Dominique Strauss-Kahn’s wife Anne Sinclair: ‘leave your husband if you want, that’s your problem’

But his wife, a one-time star political TV journalist and millionaire heiress
to an art fortune, dismissed as “unacceptable” claims that she was
condoning violence towards women by offering her husband staunch moral and
financial support.

“It’s unacceptable because there was no violence. If there had been, the
prosecutors would have pressed charges. They didn’t. Violence horrifies me –
verbal violence too To be a feminist is to fight that, not to meddle in the
private life of other women to decide in their place what seems moral or not.”
“I am neither a saint, nor a victim,” she added. “I am a free
woman.”

“No one knows what happens in the privacy of a couple and I refuse anyone
the right to judge mine. I feel free to take my own decisions and decide on
my own actions. I decide on my own life,” she said.

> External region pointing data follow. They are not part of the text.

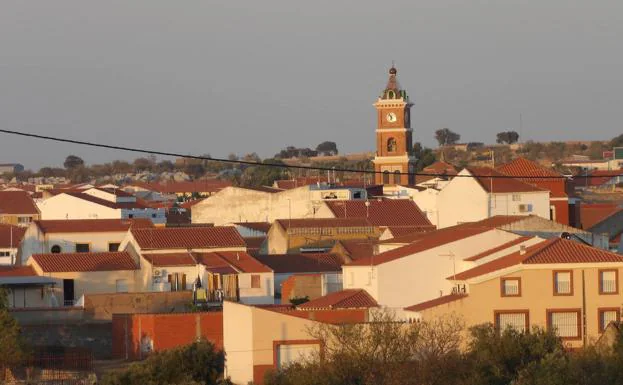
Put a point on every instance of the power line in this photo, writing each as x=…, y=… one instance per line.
x=249, y=163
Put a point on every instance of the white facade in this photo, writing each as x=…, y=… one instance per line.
x=64, y=206
x=421, y=276
x=464, y=200
x=235, y=204
x=37, y=242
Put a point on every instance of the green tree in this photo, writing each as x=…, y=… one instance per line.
x=508, y=137
x=12, y=350
x=72, y=162
x=445, y=136
x=617, y=141
x=255, y=176
x=197, y=363
x=327, y=148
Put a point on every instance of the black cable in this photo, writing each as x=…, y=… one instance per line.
x=173, y=154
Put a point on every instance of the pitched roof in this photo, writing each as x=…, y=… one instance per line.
x=71, y=262
x=257, y=226
x=390, y=212
x=493, y=250
x=436, y=302
x=170, y=259
x=493, y=181
x=302, y=263
x=345, y=299
x=11, y=236
x=426, y=241
x=17, y=202
x=188, y=237
x=595, y=213
x=323, y=222
x=551, y=251
x=16, y=271
x=103, y=202
x=91, y=225
x=239, y=260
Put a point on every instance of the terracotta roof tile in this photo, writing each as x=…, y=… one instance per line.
x=436, y=302
x=427, y=241
x=170, y=259
x=258, y=226
x=324, y=222
x=593, y=214
x=551, y=251
x=71, y=262
x=493, y=250
x=188, y=237
x=240, y=261
x=16, y=271
x=345, y=299
x=301, y=263
x=90, y=225
x=500, y=185
x=357, y=248
x=103, y=202
x=11, y=236
x=17, y=202
x=391, y=212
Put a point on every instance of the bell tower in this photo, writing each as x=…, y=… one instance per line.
x=394, y=136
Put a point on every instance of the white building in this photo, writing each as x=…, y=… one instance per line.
x=474, y=195
x=173, y=259
x=405, y=274
x=76, y=235
x=98, y=203
x=236, y=204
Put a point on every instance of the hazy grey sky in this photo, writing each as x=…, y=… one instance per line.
x=241, y=76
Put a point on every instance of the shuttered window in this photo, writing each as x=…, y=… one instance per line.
x=288, y=354
x=608, y=282
x=565, y=323
x=606, y=316
x=511, y=287
x=517, y=320
x=563, y=283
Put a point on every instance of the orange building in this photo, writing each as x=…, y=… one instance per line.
x=394, y=136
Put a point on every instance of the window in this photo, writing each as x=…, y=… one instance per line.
x=391, y=145
x=565, y=322
x=122, y=285
x=563, y=282
x=510, y=287
x=82, y=247
x=608, y=281
x=255, y=281
x=607, y=315
x=515, y=319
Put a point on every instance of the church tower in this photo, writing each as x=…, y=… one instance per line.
x=394, y=136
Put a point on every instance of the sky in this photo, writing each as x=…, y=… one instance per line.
x=216, y=77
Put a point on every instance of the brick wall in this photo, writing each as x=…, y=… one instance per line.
x=133, y=333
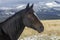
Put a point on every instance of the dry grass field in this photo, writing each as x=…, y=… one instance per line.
x=51, y=27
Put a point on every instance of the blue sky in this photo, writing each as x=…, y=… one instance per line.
x=14, y=2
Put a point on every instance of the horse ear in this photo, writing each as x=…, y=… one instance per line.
x=31, y=6
x=27, y=6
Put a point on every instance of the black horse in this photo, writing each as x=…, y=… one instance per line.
x=12, y=28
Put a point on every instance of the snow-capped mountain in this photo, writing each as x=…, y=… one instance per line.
x=44, y=10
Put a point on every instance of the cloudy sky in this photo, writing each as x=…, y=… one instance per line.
x=12, y=2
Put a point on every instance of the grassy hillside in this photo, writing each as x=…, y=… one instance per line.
x=51, y=27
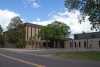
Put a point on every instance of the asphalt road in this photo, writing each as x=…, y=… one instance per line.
x=16, y=59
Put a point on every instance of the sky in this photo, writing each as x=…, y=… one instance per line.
x=42, y=12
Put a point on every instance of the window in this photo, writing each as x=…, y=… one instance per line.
x=75, y=45
x=99, y=44
x=79, y=44
x=71, y=45
x=84, y=44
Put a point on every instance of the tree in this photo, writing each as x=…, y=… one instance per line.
x=15, y=21
x=54, y=32
x=15, y=33
x=89, y=8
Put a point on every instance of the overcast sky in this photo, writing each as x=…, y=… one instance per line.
x=41, y=12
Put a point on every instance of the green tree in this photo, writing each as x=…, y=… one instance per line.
x=89, y=8
x=56, y=31
x=15, y=33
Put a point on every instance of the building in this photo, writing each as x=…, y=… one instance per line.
x=85, y=40
x=34, y=41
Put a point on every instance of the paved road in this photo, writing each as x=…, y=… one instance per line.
x=16, y=59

Miss Sinclair, 63, also hit back at controversy in France over news she has
been made editorial director of the French edition of The Huffington Post,
the hit US news and opinion website.

The site’s first foreign language edition will be officially launched next
Monday.

That has led to claims in the French media of a potential conflict of interest
if a site run by Miss Sinclair covers news about her husband.

The couple recently sued several French media organisations over reports on
rumours their marriage was on the rocks due to the Carlton scandal.

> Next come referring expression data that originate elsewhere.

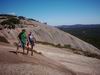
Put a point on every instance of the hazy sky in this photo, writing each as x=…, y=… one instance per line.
x=55, y=12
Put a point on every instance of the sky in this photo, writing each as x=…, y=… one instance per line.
x=55, y=12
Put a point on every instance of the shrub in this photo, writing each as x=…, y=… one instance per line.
x=3, y=39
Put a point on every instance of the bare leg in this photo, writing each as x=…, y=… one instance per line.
x=17, y=48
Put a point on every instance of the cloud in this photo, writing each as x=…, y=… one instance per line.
x=11, y=13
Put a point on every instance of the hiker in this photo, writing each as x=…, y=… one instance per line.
x=31, y=41
x=22, y=40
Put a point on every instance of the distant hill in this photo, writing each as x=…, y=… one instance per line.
x=88, y=33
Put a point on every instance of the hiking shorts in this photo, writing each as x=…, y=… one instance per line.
x=32, y=43
x=23, y=44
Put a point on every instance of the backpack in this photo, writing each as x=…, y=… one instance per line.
x=19, y=36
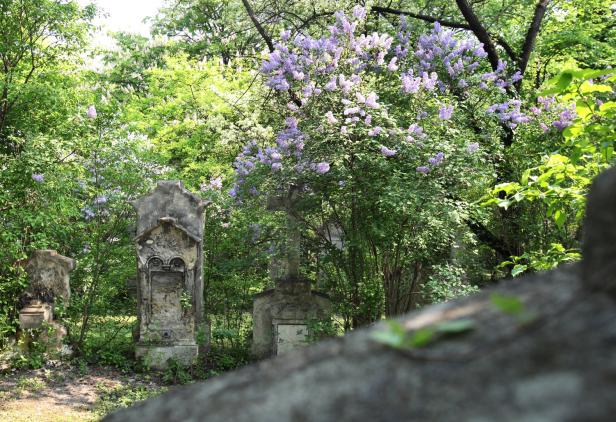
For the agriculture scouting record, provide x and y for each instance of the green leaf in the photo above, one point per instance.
(518, 269)
(456, 326)
(564, 80)
(507, 304)
(388, 338)
(587, 87)
(421, 337)
(560, 218)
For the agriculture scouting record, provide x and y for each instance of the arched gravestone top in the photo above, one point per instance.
(48, 274)
(170, 200)
(557, 365)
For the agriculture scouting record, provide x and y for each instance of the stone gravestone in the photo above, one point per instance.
(48, 275)
(281, 315)
(170, 283)
(552, 360)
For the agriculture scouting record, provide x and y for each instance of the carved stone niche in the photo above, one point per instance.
(48, 275)
(169, 282)
(281, 316)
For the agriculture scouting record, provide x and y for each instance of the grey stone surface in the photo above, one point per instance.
(169, 284)
(291, 303)
(599, 248)
(48, 282)
(281, 316)
(48, 277)
(559, 365)
(35, 314)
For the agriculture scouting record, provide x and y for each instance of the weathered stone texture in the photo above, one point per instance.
(48, 277)
(561, 366)
(291, 303)
(169, 284)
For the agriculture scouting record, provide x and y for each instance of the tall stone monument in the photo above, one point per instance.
(170, 283)
(48, 275)
(281, 315)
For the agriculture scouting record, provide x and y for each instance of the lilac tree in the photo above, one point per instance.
(391, 137)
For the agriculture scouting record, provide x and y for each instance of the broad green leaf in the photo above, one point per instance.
(587, 87)
(388, 338)
(508, 304)
(518, 269)
(421, 337)
(456, 326)
(560, 218)
(564, 80)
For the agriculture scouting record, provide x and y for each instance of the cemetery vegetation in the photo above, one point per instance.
(448, 145)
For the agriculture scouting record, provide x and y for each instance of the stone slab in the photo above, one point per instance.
(34, 315)
(156, 357)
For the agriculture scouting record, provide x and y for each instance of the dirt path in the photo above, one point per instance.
(65, 393)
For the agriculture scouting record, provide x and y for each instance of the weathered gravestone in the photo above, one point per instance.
(48, 284)
(554, 359)
(170, 283)
(281, 316)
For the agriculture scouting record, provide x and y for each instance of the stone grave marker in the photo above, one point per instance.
(49, 283)
(281, 315)
(169, 265)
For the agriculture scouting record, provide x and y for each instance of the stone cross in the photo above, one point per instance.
(288, 203)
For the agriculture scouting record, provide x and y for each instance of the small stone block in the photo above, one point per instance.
(34, 315)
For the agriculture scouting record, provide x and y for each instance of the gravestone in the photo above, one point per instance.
(551, 360)
(282, 315)
(169, 283)
(48, 276)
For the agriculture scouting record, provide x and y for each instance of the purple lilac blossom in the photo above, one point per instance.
(445, 112)
(565, 118)
(99, 200)
(386, 152)
(91, 113)
(322, 168)
(374, 131)
(509, 113)
(437, 160)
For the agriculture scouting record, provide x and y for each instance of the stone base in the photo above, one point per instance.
(156, 357)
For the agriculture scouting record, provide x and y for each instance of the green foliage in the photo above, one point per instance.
(321, 329)
(445, 283)
(558, 185)
(397, 337)
(114, 398)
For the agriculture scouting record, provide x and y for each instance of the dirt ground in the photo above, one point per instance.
(65, 393)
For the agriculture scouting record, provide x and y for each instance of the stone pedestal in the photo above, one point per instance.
(34, 315)
(169, 283)
(281, 316)
(48, 274)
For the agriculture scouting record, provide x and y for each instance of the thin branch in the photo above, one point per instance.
(480, 32)
(258, 26)
(531, 35)
(449, 24)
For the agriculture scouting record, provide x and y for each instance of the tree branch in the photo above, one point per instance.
(531, 35)
(258, 26)
(449, 24)
(480, 32)
(488, 238)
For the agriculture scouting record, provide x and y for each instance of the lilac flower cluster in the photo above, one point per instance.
(439, 49)
(434, 161)
(509, 113)
(565, 118)
(336, 69)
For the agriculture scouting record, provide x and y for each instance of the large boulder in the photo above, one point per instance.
(540, 348)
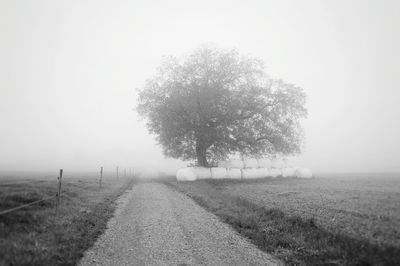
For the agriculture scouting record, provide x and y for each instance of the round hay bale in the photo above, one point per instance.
(234, 173)
(288, 172)
(250, 163)
(264, 163)
(275, 172)
(218, 173)
(202, 172)
(249, 173)
(303, 173)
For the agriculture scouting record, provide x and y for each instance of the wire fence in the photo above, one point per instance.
(57, 196)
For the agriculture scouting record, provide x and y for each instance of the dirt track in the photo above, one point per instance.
(155, 225)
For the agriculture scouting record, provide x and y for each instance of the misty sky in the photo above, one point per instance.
(69, 69)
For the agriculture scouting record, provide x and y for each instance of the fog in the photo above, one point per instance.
(69, 70)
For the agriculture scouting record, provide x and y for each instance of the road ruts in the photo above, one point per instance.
(155, 225)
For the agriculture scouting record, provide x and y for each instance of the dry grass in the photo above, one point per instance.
(353, 221)
(36, 236)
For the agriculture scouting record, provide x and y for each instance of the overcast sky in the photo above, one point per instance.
(69, 69)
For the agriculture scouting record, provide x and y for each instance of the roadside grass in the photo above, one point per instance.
(293, 239)
(37, 236)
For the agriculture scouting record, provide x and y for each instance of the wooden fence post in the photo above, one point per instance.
(58, 197)
(101, 176)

“She is no longer a journalist,” a writer at Le Monde said. “Ever
since she compared the DSK affair to the Dreyfus affair, she is an
interested party.”

The Dreyfus affair shook France in the late 19th century when an army captain
of Jewish origin was wrongly accused of treason.

Miss Sinclair dismissed such claims: “It goes without saying that we will
cover all news topics that come up whatever they might be. I’m not saying I
would write the article (about her husband) but it will be covered and in
the most professional manner possible.” At one stage, the former TV
star had harboured ambitions to take over Carla Bruni-Sarkozy as First Lady.

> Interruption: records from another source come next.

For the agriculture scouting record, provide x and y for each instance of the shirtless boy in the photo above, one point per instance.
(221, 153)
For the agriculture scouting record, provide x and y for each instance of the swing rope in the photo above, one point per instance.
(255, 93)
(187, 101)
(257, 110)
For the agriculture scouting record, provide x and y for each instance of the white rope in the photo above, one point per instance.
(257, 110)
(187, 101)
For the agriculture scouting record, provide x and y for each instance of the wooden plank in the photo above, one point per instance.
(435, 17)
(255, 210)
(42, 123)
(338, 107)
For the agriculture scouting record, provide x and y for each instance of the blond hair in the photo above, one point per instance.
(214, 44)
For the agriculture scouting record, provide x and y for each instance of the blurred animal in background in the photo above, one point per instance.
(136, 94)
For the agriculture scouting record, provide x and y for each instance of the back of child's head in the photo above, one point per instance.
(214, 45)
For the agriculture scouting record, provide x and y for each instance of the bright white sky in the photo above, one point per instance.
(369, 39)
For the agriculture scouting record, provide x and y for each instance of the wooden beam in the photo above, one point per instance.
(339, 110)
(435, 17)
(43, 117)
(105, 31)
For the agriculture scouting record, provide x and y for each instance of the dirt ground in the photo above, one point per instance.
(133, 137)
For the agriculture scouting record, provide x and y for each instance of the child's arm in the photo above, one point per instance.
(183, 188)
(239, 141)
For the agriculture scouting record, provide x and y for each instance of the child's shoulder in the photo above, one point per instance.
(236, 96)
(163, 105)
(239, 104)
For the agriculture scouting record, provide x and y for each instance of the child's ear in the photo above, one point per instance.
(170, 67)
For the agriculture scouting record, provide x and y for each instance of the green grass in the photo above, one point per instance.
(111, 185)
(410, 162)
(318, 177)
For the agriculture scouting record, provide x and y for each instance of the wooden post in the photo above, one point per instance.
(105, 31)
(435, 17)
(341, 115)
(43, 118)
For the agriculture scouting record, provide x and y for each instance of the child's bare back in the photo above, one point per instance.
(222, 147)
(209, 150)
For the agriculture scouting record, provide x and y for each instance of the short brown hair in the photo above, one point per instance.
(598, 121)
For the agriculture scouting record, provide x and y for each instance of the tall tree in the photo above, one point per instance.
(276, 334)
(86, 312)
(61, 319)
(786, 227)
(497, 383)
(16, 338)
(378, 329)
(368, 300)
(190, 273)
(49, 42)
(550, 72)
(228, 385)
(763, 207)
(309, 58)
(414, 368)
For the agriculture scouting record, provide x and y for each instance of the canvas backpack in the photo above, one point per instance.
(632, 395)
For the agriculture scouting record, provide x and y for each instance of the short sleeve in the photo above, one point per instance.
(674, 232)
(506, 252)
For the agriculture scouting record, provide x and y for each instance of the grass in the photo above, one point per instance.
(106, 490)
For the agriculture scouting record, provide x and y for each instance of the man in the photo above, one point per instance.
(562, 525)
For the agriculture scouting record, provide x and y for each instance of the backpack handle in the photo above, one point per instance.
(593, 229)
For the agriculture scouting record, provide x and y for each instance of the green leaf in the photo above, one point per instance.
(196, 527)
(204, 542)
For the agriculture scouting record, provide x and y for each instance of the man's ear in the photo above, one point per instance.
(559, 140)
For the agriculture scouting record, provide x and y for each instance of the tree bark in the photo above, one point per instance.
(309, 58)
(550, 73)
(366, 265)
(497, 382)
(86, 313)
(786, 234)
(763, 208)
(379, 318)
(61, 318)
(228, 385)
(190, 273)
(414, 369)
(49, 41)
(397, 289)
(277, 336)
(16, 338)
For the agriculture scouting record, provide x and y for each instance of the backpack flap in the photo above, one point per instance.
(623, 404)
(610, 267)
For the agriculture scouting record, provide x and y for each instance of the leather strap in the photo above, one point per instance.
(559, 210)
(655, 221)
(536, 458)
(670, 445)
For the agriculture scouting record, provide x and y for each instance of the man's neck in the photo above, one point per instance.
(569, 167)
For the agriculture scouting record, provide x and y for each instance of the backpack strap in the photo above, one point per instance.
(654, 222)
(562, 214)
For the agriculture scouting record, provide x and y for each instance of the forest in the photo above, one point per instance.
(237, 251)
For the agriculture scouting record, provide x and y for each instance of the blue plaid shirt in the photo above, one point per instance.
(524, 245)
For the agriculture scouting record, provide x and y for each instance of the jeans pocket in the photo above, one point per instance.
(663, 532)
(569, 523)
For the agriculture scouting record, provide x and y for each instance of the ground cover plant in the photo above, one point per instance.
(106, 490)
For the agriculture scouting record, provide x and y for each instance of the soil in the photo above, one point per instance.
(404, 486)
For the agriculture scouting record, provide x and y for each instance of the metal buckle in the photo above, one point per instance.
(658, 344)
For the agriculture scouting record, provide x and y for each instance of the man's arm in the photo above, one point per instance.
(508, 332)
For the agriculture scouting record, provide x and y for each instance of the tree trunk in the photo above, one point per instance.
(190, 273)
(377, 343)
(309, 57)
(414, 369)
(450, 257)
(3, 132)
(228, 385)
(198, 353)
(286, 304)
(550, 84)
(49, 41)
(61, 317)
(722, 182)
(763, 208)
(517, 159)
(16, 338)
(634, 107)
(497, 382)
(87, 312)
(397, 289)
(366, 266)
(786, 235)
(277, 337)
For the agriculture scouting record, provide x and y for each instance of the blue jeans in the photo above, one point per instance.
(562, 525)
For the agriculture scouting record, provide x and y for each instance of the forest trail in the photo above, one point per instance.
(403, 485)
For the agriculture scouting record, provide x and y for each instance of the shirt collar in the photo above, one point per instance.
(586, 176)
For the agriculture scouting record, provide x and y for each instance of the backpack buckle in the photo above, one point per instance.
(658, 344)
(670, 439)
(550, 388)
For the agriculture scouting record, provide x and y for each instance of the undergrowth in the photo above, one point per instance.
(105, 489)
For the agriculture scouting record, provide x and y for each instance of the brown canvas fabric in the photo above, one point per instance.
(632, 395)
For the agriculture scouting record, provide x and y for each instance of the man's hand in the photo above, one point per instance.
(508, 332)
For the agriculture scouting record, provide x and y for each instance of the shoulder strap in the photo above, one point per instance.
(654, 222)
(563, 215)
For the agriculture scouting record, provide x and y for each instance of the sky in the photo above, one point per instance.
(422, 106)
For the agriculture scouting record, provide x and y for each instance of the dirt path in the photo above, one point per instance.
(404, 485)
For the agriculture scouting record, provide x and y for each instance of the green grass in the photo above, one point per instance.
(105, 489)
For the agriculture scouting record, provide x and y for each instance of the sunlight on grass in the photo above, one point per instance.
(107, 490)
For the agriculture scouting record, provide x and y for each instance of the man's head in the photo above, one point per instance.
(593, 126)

But in the article, she said the job had never appealed to her.

“On the contrary, I wasn’t mad keen on the idea of (my husband’s
presidential) candidacy. Power? I’ve seen it too close up to find it
fascinating. As for the role of First Lady, it doesn’t exist in France All
that leaves me totally cold,” she said.

Miss Sinclair was one of France’s best-known journalists in the 1980s when she
hosted 7 Sur 7, a weekly interview with a political figure on the private
TF1 TV channel. She said she fell in love with Mr Strauss-Kahn when their
eyes met during a studio tête-à-tête on the show.